Затрудняемся в определении типологического места лоивы. Первое упоминание летописца связывает это судно с немцами («Немцы в лоивах и в шнеказ внидоша Невою в Ладоское озеро ратью» — НПЛ, с. 92). Впрочем, им пользовались и новгородцы («Ходиша новгородцы в лодьях и лоивах в озеро» — НПЛ, с. 290). Вполне вероятно, что здесь мы сталкиваемся с единичными случаями использования судов нерусского происхождения.
Паузки упоминаются в XIV–XV вв. чаще, чем другие торговые суда. И.А. Шубин ставит этот термин в связь с глаголом «паузиться», т. е. перегружаться на перекатах. «В позднейшее время, — пишет он, — волжские паузки были с совершенно плоскими днищами и низкими бортами, наклонными к наружи, имели мачту от 6 до 10 саж. вышины, длинный руль и один якорь» (Шубин И.А., 1927, с. 57). Паузками исчисляли товары. В 1445 г. Борис Александрович Тверской, взяв Торжок, «животов и товара Московьского и Новгородского и Новоторьского сорок павосков свезе в Тферь, а иныя павоскы топопиша в реце с товаром» (НПЛ, с. 426). Емкость паузка можно установить в сравнении с тогдашними возами, приравненными к речной ладье. Паузок вмещал 50 возов и его грузоподъемность была в 50 раз больше грузоподъемности речной ладьи. По расчетам баналитета Михаила Борисовича Тверского Троице-Сергиеву монастырю, «павозок с подвозком» вмещали груз ста возов (ААЭ, 1836, т. 1, с. 57). «Подвозок, — пишет А.В. Арциховский, — несомненно, буксирная барка» (Арциховский А.В., 1968, с. 312).
Таким образом, паузок по грузоподъемности, вероятно, приближался к набою, однако, представлял собою судно совершенно иного типа (конструктивно ближе к плоту) и отличался от последнего дощатым днищем и бортами, а также судоходной оснасткой.

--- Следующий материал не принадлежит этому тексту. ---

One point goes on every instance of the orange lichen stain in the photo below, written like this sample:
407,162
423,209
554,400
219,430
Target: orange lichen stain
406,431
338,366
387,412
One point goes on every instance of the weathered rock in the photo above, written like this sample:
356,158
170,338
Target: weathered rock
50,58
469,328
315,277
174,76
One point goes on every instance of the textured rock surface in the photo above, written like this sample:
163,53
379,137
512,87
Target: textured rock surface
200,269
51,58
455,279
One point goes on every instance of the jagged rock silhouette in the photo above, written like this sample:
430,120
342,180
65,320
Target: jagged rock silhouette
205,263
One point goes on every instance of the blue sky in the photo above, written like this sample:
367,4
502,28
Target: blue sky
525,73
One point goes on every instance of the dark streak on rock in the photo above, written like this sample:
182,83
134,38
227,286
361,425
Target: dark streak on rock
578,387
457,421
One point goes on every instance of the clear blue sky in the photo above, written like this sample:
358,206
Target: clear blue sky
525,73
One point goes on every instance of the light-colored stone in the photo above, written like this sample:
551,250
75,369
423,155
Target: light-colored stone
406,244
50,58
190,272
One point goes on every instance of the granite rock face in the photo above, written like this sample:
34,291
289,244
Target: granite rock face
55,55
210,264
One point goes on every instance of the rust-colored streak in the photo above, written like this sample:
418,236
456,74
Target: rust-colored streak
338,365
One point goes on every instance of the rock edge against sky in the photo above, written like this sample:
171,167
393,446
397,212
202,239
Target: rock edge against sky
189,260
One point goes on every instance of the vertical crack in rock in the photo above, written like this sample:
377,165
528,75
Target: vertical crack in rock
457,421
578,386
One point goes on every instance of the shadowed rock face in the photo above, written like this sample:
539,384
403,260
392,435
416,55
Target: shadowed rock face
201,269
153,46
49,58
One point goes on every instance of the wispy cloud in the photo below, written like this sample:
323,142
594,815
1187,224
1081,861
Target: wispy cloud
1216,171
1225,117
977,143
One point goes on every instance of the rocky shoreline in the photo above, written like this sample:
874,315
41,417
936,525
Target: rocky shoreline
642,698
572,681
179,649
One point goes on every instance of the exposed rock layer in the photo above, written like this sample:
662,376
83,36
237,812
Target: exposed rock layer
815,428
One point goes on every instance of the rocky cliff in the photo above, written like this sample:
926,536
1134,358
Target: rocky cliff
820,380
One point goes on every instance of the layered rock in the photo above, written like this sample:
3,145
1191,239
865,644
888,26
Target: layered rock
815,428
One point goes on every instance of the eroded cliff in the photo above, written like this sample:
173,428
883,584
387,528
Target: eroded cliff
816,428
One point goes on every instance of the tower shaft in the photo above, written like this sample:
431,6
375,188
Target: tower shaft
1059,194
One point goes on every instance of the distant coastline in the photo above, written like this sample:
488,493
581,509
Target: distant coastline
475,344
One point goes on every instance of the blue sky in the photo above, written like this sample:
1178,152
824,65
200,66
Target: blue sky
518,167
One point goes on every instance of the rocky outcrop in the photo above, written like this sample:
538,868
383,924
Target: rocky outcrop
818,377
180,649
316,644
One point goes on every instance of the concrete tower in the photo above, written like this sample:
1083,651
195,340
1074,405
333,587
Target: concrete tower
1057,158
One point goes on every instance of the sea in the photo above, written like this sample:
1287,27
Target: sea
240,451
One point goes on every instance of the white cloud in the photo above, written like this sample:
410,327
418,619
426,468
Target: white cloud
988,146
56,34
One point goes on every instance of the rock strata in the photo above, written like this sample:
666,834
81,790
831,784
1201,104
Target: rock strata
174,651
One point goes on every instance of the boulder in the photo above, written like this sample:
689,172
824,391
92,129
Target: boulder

Сведения о плотах, вероятно, уже использовавшихся для сплава леса, совсем скудны. В летописях о них есть только случайные упоминания (УЛС, с. 80; ПСРЛ, т. XV, стб. 474). Слово «паром» впервые упоминается под 1374 г., когда ушкуйники, поднявшись по Волге к устьям Ветлуги и Суры, «лодьи, поромы и насады, павузки и стругы, и прочая вся суды иссекоша» (ПСРЛ, т. XVIII, с. 114). Впрочем, перевозы и перевозники на русских реках по сведениям летописей и актовому материалу существовали издавна.
Общая типологическая схема древнерусского речного судостроения по письменным источникам представляется следующей:
— наиболее массовым речным средством был первобытный челн-долбленка, к которому восходит все разнообразие древнерусских речных судов;
— простая ладья-струг, конструктивно отличаясь от челна (дощатая обшивка бортов), была средством, наиболее распространенным для речных перевозок; перекрытие ладьи-струга палубой давало новую вариацию судна — учан; данные суда относятся к низшему классу речных судов;
— набой (набойная ладья, ладья с досками) конструктивно восходит к судам низшего класса, но за счет увеличения грузоподъемности при помощи дополнительной надшивки (набоя) бортов, превращается в транспортное средство следующего класса; военный вариант набоя — насад, ушкуй конструктивно не отличается от набойной ладьи, но имеет специфическое назначение, с чем, возможно, было связано изменение оснастки;
— паузки с подвозком — характерные варианты речных средств, используемые для перевозок возрастающего в развитом средневековье грузопотока товаров.